Citation: captain trips. "Withdrawn into a Dark Reality: An Experience with Datura inoxia (exp8834)". Erowid.org. Aug 17, 2001. erowid.org/exp/8834
i first heard of jimson weed in the book 'fear & loathing in las vegas.' later on i found out that the goats that my parents owned when i was an young child were believed to have been poisoned by jimsonweed due to the fact that before they died they were filmed by the local university walking around in circles, blind.
the first time i came in contact with it was after viewing pictures of the plant on erowid and soon after discovering many, many plants growing on a friend of mine's property...
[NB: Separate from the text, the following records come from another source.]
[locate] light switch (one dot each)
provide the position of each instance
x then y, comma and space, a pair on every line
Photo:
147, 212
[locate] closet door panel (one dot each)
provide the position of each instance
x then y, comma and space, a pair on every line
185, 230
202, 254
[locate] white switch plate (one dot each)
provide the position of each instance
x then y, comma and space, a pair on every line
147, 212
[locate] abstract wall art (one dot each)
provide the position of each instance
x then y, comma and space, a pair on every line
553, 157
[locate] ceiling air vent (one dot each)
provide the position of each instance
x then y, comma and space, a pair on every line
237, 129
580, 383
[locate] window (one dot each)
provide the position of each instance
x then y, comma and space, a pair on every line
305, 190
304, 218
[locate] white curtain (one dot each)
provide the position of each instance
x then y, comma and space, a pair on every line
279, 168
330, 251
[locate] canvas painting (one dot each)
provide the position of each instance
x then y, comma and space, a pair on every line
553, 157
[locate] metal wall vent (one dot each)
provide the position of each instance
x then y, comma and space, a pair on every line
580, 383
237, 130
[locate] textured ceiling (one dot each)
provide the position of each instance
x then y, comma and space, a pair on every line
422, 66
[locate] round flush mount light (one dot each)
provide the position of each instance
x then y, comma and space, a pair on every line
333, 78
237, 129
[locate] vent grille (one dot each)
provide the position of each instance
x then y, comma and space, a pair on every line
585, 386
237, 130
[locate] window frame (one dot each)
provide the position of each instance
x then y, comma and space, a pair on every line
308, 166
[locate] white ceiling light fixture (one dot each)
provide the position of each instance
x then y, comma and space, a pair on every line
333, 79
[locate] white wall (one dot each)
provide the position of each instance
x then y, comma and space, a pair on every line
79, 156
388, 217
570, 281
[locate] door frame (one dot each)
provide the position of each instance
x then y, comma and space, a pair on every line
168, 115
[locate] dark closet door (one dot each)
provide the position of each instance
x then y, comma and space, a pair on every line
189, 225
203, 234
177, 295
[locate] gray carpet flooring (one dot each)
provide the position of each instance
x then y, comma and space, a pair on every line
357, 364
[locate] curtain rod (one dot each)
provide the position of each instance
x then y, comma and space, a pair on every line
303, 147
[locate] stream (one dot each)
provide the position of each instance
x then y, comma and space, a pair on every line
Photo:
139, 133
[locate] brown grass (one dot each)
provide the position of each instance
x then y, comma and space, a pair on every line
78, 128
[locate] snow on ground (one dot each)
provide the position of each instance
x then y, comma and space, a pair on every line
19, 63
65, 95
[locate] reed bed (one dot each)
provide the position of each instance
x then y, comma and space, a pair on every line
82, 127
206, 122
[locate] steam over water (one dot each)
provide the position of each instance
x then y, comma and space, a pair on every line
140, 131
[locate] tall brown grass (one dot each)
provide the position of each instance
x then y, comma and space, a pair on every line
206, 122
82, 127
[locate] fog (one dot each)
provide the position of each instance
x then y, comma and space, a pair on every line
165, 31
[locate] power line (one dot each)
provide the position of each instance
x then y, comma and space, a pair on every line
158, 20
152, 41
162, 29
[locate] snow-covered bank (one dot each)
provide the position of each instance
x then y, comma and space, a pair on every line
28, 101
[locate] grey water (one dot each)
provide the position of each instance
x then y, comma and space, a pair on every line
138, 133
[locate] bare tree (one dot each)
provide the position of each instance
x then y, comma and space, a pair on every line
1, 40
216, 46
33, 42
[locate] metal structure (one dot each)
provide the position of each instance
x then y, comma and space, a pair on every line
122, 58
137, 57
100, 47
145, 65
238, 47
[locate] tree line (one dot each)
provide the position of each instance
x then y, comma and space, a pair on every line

i eat a total of 2 seedpods. my mouth is dry but i dont know it until i try to eat something. i feel tired so i lie down, but i cant sleep. i get back up because my friend josh is sleepy so i let him have the bed. i walk outside to smoke a joint...
i suddenly find myself nodding in agreement to whatever josh was saying to me, he was sitting next to me. i turn my head away from him to take another drag of the joint and turn to pass it to him. but josh is not there, he was never there, he has been in my bed sleeping. this takes a second to register, when it does, it seemed at the time no big deal that i just completely hallucinated a human being sitting next to me.
i boil 2 leaves and 2 flowers in 1 cup of water. turns a yellow color, does not taste bad at first but toward the end of the cup it is hard to take in.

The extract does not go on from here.